Il Governo rilancia in due mosse sulle gestioni associate negli
enti locali. La prima mossa, più strutturale, è contenuta nella
bozza di delega sul Codice delle Autonomie, dove si prevede che
per molte funzioni (da definire) la gestione associata sia
obbligatoria per i Comuni sotto i 3mila abitanti e per quelli
fra 3mila e 10mila che non riescano ad assicurare precisi
livelli di qualità, indicati da un'Authority del Viminale. La
norma interessa una platea potenziale di 6.944 Comuni, cioè
l'86% del totale. Più immediate le disposizioni del Ddl
Finanziaria 2007, che promette trasferimenti aggiuntivi e
incentivi ai dirigenti dei Comuni che uniscono le forze per
tagliare i costi.
La strategia del Governo si inserisce però in una realtà già
dinamica. Da sei anni, cioè dall'entrata in vigore del Dlgs
267/2000, la spinta dal basso ha portato alla creazione di 277
Unioni, che interessano 1.217 Comuni, e 355 Comunità montane,
cui si aggiunge una foresta intricata di ambiti, consorzi e
associazioni tra enti che attende solo di essere razionalizzata.
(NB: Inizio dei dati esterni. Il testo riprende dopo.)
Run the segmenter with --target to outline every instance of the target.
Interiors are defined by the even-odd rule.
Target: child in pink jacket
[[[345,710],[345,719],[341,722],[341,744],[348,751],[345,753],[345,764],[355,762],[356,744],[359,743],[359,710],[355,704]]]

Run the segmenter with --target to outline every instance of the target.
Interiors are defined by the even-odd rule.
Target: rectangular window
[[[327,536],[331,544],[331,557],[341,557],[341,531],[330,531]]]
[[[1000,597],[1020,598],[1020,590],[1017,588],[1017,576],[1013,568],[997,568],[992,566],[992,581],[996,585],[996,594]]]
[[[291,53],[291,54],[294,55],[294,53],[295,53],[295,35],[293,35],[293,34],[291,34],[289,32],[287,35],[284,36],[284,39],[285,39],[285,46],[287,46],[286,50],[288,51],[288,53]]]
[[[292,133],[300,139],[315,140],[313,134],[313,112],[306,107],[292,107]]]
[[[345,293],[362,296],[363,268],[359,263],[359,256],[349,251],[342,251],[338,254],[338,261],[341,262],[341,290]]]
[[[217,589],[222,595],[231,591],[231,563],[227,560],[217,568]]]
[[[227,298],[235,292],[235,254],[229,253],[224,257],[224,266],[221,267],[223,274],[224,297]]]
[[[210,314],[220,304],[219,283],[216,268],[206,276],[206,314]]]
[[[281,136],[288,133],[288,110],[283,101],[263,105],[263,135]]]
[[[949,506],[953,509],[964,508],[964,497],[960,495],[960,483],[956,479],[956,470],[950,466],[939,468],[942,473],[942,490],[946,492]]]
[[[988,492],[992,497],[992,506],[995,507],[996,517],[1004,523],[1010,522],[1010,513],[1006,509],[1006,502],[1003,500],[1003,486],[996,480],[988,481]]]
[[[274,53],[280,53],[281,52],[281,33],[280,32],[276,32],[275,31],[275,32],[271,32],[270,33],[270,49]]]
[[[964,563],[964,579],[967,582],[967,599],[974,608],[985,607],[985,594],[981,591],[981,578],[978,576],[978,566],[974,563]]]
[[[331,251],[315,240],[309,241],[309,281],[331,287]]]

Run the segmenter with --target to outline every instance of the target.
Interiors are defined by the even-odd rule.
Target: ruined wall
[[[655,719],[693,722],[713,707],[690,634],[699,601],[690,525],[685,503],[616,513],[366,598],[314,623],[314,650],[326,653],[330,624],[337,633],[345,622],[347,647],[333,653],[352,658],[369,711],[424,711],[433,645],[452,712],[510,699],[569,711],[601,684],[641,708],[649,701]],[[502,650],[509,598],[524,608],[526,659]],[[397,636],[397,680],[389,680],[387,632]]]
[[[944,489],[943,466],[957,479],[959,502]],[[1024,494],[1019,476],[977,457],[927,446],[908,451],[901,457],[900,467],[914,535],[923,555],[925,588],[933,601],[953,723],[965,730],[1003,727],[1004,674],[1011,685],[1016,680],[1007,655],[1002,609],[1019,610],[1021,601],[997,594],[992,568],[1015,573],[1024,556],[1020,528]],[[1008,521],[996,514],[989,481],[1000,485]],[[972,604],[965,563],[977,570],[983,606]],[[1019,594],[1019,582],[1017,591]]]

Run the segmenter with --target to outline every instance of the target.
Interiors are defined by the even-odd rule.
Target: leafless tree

E per farlo la Finanziaria punta sulla concorrenza, in primo
luogo fra Unioni e Comunità. Gli enti che danno vita a Unioni
non potranno appartenere anche a Comunità, e i Comuni che oggi
indossano la doppia casacca avranno sei mesi di tempo per
scegliere da che parte stare.
La concorrenza, però, rischia però di creare qualche
distorsione, perché si applica fra enti diversi. Le Comunità
sono nate nel 1971 per valorizzare la montagna soprattutto dal
punto di vista infrastrutturale (con interventi come i programmi
di sviluppo, i piani territoriali e il sostegno al turismo), e
nella loro evoluzione hanno avviato anche servizi unificati,
mentre l'associazione delle forze per garantire i servizi ai
Comuni che da soli non ce la fanno è la missione istituzionale
originaria delle Unioni. Se gruppi di Comuni scegliessero di
abbandonare le Comunità per le Unioni, si avrebbero zone montane
prive dell'ente nato per tutelarle.
Le Unioni, infatti, funzionano a prescindere dalla tipologia di
territorio, e nascono per aiutare i Comuni più piccoli. Il primo
servizio che di solito trova una gestione associata è la polizia
municipale, secondo modalità che consentono di alternare i vari
corpi comunali sul territorio dell'Unione. «Ma l'evoluzione
delle Unioni - sottolinea Mario Guerra, coordinatore Anci del
settore - si misura soprattutto con l'associazione dell'ufficio
tecnico, dell'ufficio tributi e del settore urbanistica, cioè
delle parti più interne alla macchina comunale».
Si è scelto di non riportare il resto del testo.